Membaca membuka wacana dan mengikat makna. Apalagi membaca Kalam SuciNya, maka membuahkan pemahaman diri dan kesadaran diri. Dua hal itu sangat mendasar dan harus dicapai oleh setiap insan. Pertama: paham akan kediriaan sebagai hamba dengan demikian akan menata hidup dengan bersandar kepada Pencipta dan Pengatur semesta. Pemahaman diri seperti itu yang akan membuat hidup tidak sombong dan mau berbagi dengan sesama.
Kedua: Sadar berperan positif sebagai Khalifah Tuhan.

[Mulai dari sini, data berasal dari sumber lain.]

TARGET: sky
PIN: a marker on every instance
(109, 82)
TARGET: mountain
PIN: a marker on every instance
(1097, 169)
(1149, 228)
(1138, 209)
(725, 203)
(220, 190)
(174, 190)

Dengan kesadaran ini, maka manusia akan memerankan diri sebagai khalifahnya yakni bertakhalluq bi akhlaaqillaah. Artinya mewujudkan kehidupan dengan berupaya melaksanakan perintah dn meninggalkan laranganNya. Ingat dan sadarilah, bahwa semua itu untuk kebaikan dan keberkahan hidup, bukan sebaliknya. Itu semua sebagai wujud kesyukuran, pada Tuhan Pencipta dan Pengatur semesta. So. kesyukuran itu kembali kepada pelaku kesyukuran.
Jika pemahaman diri dan kesadaran diri tidak dicapai, maka akan mengalami disorientasi hidup. Sehingga hidp dan kehidupannya berorientasi sesaat untuk pemenuhan hasrat, pelampiasan syahwat, dan tidak berorientasi akhirat. Hal itu yang akan menurunkan derajat kemuliaan sebagai manusia dan menjadi hina.
Oleh karena itu, marilah kita selalu meliterasi diri dengan membaca untuk mengikat makna. Membaca buku, membaca alam, membaca apa saja yang berguna.
Semoga kita menjadi pembaca yang munajat dan berkhidmat pada Empunya Jagad.